La fête de Pâques est, avec Noël, la plus grande fête de l'année. Nous célébrons la Résurrection du Christ. Toute la foi chrétienne tourne autour de ces deux évènements: Dieu qui se fait homme dans le mystère de Noël ; le Christ ressuscité des morts dans le mystère de Pâques. Si Dieu s'est fait l'un de nous, c'est pour ouvrir, dans la tragédie de la mort, un chemin de résurrection pour tous les hommes. Voilà le cœur de la foi chrétienne. «Si le Christ n'est pas ressuscité, écrit Saint Paul, vide alors est notre message, vide aussi notre foi».

Cette fête a-t-elle encore un sens dans une société déchristianisée?

En annonçant la Résurrection de Jésus aux philosophes d'Athènes, ville païenne, ouverte à tous les courants de pensée et à toutes les divinités, l'apôtre Paul se heurte à l'ironie et au scepticisme de ses auditeurs. Sa prédication est un échec presque total. Quelques-uns, pourtant, deviennent chrétiens: si Le Christ est ressuscité, c'est que le mort n'est pas la fin de tout ; s'il nous entraîne dans sa Résurrection, c'est qu'une espérance est toujours possible même au moment des épreuves les plus insurmontables. Dans ce monde déchristianisé, les chrétiens cherchent à témoigner que ni la mort ni la nuit n'ont le dernier mot ; ils confessent que nous sommes appelés à vivre, et à vivre debout, dans l'attitude du Ressuscité.

Est-ce que l'idée d'une résurrection et d'un au-delà n'a pas disparu avec les plaisirs et les possibilités infinies que peuvent donner la consommation dans les sociétés prospères?

Il est vrai que l'accélération des découvertes et des applications de la technologie est fascinante. Ce sont, mois après mois, des perspectives nouvelles qui s'ouvrent, entraînant l'amélioration du bien-être personnel, de l'efficacité dans le travail, de la communication, de la santé. On en est fasciné - moi le premier, je le reconnais - mais la question est de savoir si nous laissons cette fascination occuper tout l'horizon et, du coup, réduire la perspective.

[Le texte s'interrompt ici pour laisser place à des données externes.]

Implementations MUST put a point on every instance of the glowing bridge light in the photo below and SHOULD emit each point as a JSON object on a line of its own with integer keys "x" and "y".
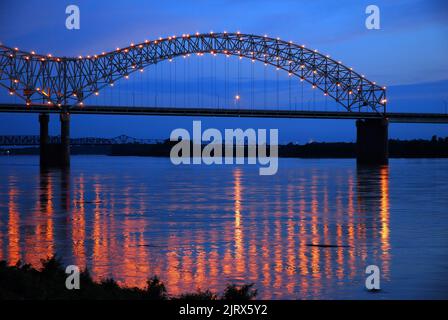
{"x": 267, "y": 51}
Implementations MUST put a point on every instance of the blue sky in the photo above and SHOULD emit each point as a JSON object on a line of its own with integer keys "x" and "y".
{"x": 408, "y": 54}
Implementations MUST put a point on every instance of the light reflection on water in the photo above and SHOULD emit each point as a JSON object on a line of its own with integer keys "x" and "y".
{"x": 201, "y": 226}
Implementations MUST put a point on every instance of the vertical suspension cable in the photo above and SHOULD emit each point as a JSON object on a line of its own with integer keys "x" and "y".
{"x": 252, "y": 84}
{"x": 264, "y": 86}
{"x": 156, "y": 84}
{"x": 197, "y": 78}
{"x": 226, "y": 101}
{"x": 277, "y": 87}
{"x": 185, "y": 82}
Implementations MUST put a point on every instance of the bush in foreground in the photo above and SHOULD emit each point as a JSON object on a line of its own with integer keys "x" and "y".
{"x": 21, "y": 281}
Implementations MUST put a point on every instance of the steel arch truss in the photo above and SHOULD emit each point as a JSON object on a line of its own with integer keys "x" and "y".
{"x": 63, "y": 81}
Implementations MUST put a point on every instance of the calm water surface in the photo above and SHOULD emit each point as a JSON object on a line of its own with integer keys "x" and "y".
{"x": 205, "y": 226}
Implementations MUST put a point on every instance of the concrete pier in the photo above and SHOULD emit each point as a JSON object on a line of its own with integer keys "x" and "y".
{"x": 54, "y": 155}
{"x": 372, "y": 141}
{"x": 44, "y": 119}
{"x": 65, "y": 139}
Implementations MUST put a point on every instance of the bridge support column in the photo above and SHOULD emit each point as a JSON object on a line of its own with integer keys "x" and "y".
{"x": 65, "y": 139}
{"x": 44, "y": 151}
{"x": 372, "y": 141}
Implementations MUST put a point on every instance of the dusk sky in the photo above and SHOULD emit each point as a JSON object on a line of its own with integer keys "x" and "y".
{"x": 408, "y": 54}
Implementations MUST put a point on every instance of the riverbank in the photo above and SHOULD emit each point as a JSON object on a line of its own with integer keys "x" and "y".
{"x": 23, "y": 282}
{"x": 437, "y": 147}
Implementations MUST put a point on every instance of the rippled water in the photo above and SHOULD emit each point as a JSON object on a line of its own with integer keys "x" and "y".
{"x": 205, "y": 226}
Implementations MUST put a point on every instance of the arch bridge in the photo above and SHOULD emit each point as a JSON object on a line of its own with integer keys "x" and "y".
{"x": 63, "y": 83}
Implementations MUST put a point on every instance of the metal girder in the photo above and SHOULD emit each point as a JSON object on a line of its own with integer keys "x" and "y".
{"x": 65, "y": 81}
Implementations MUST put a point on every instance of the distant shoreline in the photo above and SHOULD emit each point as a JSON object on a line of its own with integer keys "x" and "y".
{"x": 434, "y": 148}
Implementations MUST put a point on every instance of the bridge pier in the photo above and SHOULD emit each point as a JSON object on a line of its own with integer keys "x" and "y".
{"x": 372, "y": 145}
{"x": 54, "y": 155}
{"x": 65, "y": 139}
{"x": 44, "y": 152}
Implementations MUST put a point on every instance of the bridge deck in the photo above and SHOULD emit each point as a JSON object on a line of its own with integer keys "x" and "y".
{"x": 397, "y": 117}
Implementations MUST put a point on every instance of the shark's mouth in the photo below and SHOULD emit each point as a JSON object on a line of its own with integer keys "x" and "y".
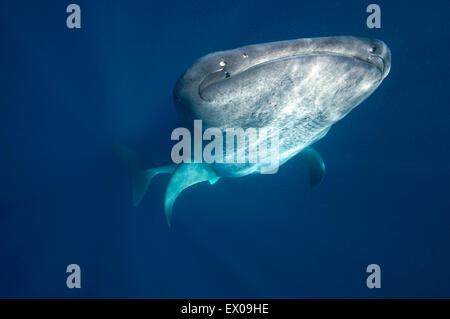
{"x": 223, "y": 75}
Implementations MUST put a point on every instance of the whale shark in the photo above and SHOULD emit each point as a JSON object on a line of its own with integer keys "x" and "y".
{"x": 299, "y": 88}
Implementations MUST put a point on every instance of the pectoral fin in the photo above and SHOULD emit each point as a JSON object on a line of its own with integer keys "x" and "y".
{"x": 186, "y": 174}
{"x": 142, "y": 171}
{"x": 314, "y": 162}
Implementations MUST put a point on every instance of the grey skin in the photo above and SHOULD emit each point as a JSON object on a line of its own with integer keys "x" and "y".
{"x": 299, "y": 87}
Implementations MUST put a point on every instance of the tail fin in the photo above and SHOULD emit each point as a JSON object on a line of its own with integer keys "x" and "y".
{"x": 142, "y": 171}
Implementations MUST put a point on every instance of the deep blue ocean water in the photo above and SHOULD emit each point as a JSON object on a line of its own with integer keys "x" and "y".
{"x": 65, "y": 196}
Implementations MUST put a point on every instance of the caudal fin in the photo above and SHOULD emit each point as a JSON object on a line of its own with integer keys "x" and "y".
{"x": 142, "y": 171}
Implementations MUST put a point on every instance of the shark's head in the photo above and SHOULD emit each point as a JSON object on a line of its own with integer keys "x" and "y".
{"x": 251, "y": 85}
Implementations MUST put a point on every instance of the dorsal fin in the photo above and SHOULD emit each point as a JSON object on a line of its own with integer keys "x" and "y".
{"x": 314, "y": 162}
{"x": 186, "y": 174}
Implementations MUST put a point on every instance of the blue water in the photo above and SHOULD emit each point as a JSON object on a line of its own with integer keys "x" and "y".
{"x": 65, "y": 196}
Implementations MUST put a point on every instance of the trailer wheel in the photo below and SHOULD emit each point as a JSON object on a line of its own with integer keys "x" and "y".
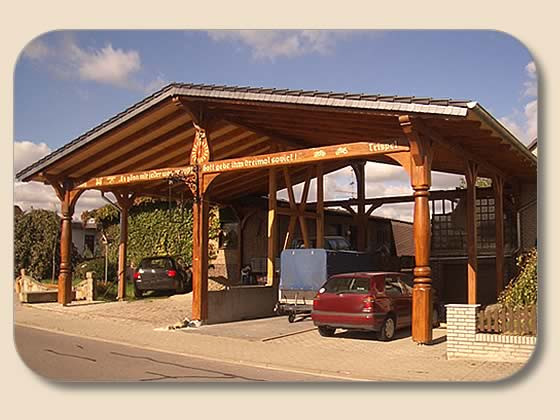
{"x": 325, "y": 331}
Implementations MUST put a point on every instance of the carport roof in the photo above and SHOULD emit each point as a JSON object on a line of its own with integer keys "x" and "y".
{"x": 155, "y": 133}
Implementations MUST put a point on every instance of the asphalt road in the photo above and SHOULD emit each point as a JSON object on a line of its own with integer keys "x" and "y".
{"x": 69, "y": 358}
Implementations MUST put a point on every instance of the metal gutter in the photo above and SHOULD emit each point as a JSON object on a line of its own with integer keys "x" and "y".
{"x": 487, "y": 118}
{"x": 442, "y": 107}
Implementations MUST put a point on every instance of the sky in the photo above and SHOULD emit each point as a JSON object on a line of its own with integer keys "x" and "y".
{"x": 67, "y": 82}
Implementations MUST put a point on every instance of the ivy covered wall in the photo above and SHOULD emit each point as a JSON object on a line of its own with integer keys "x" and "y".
{"x": 154, "y": 228}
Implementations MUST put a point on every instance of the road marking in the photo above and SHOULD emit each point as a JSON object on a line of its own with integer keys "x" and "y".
{"x": 264, "y": 340}
{"x": 210, "y": 359}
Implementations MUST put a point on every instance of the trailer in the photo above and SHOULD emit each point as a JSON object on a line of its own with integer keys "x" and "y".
{"x": 304, "y": 271}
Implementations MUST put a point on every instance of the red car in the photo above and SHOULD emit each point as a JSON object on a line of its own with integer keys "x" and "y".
{"x": 380, "y": 302}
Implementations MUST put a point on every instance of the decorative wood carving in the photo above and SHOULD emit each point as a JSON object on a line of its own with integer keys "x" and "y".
{"x": 472, "y": 266}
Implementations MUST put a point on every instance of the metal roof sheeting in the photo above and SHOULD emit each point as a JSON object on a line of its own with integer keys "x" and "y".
{"x": 370, "y": 102}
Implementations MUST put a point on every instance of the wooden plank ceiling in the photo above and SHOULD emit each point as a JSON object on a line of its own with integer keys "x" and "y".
{"x": 162, "y": 135}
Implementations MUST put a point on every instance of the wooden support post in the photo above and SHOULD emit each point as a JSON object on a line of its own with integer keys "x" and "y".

Les possibilités de la technique peuvent entretenir l'homme dans l'illusion de sa toute-puissance. L'accroissement du confort peut l'amener à penser qu'il se suffit à lui-même. Mais lorsqu'il fait l'expérience de l'épreuve et de l'échec - et en particulier de l'échec absolu qu'est la mort - il est totalement démuni et ne sait plus faire face. Il faut qu'il apprenne alors à affronter la réalité de sa finitude, de sa fragilité et de sa dépendance. La fête de Pâques arrive précisément là: les dernières heures de la vie du Christ se déroulent comme une véritable défaite qui le conduit jusqu'à la mort. Mais ressuscité, il sort du tombeau et entraîne l'humanité à sa suite. En proclamant la Résurrection, nous annonçons que dans les impasses, les déconvenues, les angoisses de l'existence, le Christ nous appelle à la vie ; qu'au moment où tout semble s'effondrer, nous avons encore un avenir. Et que cet avenir dépasse infiniment la mesure et les limites de la vie terrestre: notre avenir est en Dieu.

Est-ce normal selon vous que l'on continue dans un pays laïc à donner tant d'importance aux fêtes chrétiennes?

Elles rythment notre vie. Et si elles ne sont pas toujours comprises dans toute leur profondeur, elles sont une formidable leçon d'espérance y compris pour ceux qui ne partagent pas la foi chrétienne. Elles parlent toutes, chacune à sa manière, de la grandeur de la vocation humaine, de la dignité infinie de chaque homme - y compris du plus pauvre-, d'un appel à la vie plus fort que la mort. Par ailleurs les fêtes religieuses nous prémunissent contre la tentation de tout réduire à des perspectives terrestres et de tout espérer de l'organisation politique. La liberté religieuse est le garant ultime des libertés individuelles: l'Etat ne pourra jamais contrôler la relation personnelle qu'un croyant entretient avec Dieu. Les fêtes religieuses doivent être maintenues pour cette raison: parce qu'en les conservant, le pouvoir politique reconnaît que ce qui touche à la foi dépasse sa compétence et que la liberté doit être laissée aux croyants de célébrer ensemble - et selon les modalités qu'ils choisissent- la foi qui les anime.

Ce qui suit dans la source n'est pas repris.